Riding the changes

Even when we expect change, there is always a period of adjustment. That new arrangement of furniture in the living room, for example: it looks nice enough, but I’ve dropped my book four times now, moving to set it on the side table that now sits across the room.

Contact lenses now, but I still reflexively reach up to adjust phantom glasses. And despite Audrey’s move to another city, I still call with an invitation to coffee. Eventually, these changes will transform from minor inconveniences to my new normal. Yet now and again I am hindered in this transformation by a good memory and a powerful sense of nostalgia.

I’m not suggesting that I feel nostalgic for my previous furniture arrangement. I am thinking of something on a greater scale―the changes of an entire town, for example. I first came to Moab when I was nine years old. At that time, John and Sonya still served pancakes at Milt’s, there was not yet a Starbucks in town and the corner store on Main was still, well, a corner store.

Moab residents can now order a tall, extra-hot, whole-milk, double-shot latte and the corner store now sells gelato, not band-aids.

I have adjusted to these minor shifts, year after year, accepting, absorbing and at last, appreciating them. My most recent visit, however, was the first in some time having only just recently moved back from the East coast.

I had heard bits of information: that has been built, this is new.

Despite this warning, I nearly swerved off Slickrock Trail as I reached the top of Dragon’s Back and saw before me a line of cable, leading to a thick pole mounted in the rock.

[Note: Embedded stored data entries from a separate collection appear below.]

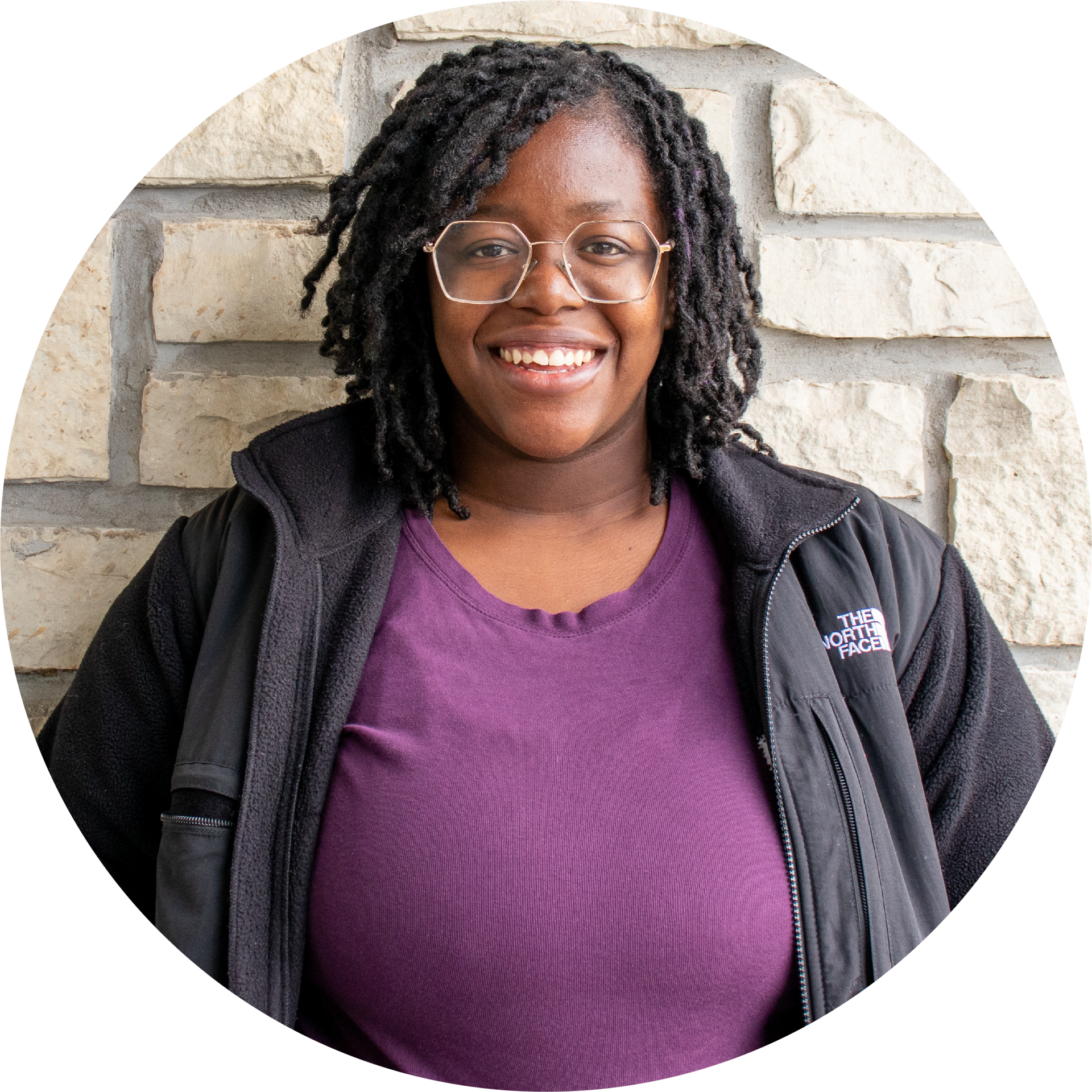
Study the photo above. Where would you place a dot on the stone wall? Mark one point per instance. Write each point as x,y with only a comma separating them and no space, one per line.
903,351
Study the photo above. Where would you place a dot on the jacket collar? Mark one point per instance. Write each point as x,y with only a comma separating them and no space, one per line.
317,478
764,506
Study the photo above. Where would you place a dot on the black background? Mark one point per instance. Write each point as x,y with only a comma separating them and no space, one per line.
94,101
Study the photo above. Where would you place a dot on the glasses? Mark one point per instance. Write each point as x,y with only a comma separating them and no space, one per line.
484,261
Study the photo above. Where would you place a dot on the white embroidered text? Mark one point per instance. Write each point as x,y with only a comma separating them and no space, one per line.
862,631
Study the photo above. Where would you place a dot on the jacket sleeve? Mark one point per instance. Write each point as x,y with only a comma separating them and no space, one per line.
110,744
981,741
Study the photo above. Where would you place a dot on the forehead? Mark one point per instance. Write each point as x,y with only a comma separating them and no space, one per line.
577,166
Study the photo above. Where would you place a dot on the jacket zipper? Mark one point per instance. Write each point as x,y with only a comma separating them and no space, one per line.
855,842
197,820
793,885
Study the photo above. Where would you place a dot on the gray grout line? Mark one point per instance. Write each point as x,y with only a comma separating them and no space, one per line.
100,505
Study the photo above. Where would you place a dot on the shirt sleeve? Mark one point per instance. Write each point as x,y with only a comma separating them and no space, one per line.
109,746
981,741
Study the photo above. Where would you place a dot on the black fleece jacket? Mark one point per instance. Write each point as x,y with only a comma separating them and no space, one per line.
218,685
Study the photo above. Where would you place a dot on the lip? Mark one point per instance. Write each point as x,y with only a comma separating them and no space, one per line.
548,380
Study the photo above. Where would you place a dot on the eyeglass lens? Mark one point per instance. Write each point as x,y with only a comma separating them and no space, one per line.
483,261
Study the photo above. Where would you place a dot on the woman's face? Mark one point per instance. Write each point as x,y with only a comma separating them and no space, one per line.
577,167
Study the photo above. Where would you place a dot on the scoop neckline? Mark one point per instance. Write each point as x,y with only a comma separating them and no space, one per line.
420,534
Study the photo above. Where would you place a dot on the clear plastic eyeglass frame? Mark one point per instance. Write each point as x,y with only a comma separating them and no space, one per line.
662,248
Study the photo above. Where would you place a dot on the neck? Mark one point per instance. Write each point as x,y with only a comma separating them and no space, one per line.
610,472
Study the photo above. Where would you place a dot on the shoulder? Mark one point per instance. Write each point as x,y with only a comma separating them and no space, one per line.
845,540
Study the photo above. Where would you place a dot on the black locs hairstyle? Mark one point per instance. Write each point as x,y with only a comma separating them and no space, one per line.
445,143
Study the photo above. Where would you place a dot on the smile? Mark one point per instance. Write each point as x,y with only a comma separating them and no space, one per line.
547,356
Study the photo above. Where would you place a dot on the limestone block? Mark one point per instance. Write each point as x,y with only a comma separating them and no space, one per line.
1020,505
236,280
287,128
833,154
64,415
868,433
713,109
1053,692
58,584
878,287
553,21
192,425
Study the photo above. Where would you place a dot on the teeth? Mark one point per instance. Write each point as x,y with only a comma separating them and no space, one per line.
555,358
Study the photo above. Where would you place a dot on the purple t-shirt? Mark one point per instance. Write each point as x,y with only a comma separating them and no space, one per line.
549,858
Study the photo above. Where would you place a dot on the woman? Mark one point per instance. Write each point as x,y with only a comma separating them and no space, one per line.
642,750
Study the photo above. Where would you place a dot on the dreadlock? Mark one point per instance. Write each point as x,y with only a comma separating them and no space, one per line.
445,143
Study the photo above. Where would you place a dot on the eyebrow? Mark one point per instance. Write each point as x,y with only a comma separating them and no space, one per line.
581,209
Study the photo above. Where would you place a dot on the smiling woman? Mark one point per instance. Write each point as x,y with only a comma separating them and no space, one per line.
638,752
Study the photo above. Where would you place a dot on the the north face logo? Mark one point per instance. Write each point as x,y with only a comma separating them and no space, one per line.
862,631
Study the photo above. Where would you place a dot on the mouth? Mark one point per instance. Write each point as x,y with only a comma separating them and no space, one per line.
548,358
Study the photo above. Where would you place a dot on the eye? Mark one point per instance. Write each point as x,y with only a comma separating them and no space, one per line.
604,248
493,250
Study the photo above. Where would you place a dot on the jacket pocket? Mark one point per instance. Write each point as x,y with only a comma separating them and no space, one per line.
191,884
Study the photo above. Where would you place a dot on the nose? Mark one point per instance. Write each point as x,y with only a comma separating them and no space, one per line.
546,288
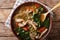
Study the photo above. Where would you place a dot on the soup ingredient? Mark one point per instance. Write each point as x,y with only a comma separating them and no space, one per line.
36,19
37,5
29,8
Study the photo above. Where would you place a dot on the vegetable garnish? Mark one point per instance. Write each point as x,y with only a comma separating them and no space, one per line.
37,5
28,22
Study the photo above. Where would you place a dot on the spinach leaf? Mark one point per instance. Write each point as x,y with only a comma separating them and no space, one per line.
36,18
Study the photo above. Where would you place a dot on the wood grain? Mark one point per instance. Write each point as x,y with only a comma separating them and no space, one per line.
4,13
55,30
8,38
6,3
5,9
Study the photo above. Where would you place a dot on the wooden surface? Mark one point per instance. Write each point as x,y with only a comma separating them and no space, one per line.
7,34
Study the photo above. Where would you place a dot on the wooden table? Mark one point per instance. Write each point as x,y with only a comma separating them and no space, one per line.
7,34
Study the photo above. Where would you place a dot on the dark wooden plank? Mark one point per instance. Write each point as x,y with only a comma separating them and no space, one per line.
55,32
4,13
6,3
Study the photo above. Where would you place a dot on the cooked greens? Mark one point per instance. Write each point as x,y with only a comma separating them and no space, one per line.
28,25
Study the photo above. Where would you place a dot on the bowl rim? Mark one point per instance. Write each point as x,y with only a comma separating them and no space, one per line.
41,5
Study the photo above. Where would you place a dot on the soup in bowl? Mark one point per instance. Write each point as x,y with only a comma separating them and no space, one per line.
27,24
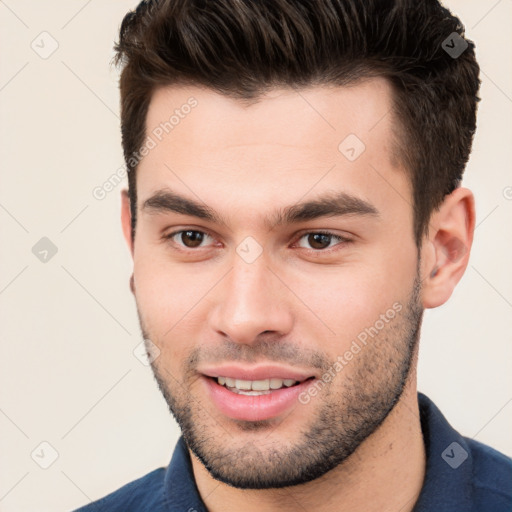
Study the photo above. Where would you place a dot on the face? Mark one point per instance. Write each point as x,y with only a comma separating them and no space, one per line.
275,270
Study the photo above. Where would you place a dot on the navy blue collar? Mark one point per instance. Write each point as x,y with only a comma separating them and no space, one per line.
447,486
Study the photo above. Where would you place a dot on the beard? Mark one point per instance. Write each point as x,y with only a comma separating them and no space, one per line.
346,411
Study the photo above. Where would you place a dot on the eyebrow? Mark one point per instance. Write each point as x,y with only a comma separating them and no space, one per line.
334,204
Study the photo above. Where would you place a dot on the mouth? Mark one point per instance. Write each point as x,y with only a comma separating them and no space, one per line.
256,399
256,387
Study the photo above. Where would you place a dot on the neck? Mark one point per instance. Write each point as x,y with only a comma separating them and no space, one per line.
387,468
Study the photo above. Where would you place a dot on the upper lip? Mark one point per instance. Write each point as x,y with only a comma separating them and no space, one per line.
261,372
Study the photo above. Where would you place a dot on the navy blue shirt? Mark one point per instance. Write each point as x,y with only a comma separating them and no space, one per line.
462,475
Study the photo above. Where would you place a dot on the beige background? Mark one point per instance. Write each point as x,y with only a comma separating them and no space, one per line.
68,375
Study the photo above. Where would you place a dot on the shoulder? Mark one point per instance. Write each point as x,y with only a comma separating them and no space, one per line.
492,477
142,495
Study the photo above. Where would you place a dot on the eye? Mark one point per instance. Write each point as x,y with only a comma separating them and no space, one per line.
189,238
321,240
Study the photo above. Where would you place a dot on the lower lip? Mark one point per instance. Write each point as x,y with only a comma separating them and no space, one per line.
255,407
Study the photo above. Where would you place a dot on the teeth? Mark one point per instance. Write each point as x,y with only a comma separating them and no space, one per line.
255,385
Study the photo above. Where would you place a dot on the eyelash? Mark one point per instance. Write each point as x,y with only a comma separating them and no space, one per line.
342,240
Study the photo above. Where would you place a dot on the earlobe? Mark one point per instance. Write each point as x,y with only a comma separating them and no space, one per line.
449,244
126,219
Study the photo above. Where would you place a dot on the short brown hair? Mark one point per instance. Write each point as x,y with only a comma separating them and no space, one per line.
243,48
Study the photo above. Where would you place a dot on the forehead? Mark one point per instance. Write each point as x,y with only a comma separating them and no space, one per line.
287,144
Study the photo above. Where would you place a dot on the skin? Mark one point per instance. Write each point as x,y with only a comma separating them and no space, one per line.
245,162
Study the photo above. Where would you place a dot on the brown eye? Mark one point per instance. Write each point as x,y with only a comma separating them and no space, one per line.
320,241
188,238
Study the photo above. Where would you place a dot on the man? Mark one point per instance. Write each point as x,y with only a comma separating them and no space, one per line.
294,205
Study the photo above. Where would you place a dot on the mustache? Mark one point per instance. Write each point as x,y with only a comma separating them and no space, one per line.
261,351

What on Earth is that? I wondered.

I kept riding, and passed another. Then another. Then a long, narrow bridge spanning across two fins. Then I spotted a small cluster of people beneath a canopy.

A sun canopy? Out here?

I slowed to a stop and killed the engine. I watched as each person was fitted in, then gently nudged off to glide along the cable. A faint, high-pitched whir wavered through the quiet desert. Here, at this high point on a technical, out of reach trail I watched a small group zip from sandstone fin to fin. For the rest of the day I felt shaken.

The last I had heard, these zip-lines were only a proposal. Sometime it might be built―possibly. Now it sat atop Swiss Cheese Ridge and stretched across the Slickrock trail, complete and fully operational. I had not expected this change. I was struggling to adjust.

Later in the afternoon we all sat on the deck, wilting. It was too hot for the usual past-times so we sat instead, waiting for the cool of the evening. At last my brother broke the silence.

“Let’s go on the river,” he suggested. We looked at him skeptically―we came to the desert to bike or hike. We had only been on the river once, more than a decade ago.

“C’mon,” he urged. “I’ve got a buddy with a paddle board and kayak, and we’ve got the canoe.” Only somewhat enthusiastically we drove up the River Road, unloaded the gear and set off in the water. It would be a slow trip, one person mused, what with the water levels fairly low. We’ve never done this before, I thought. Why the sudden interest in desert water sports?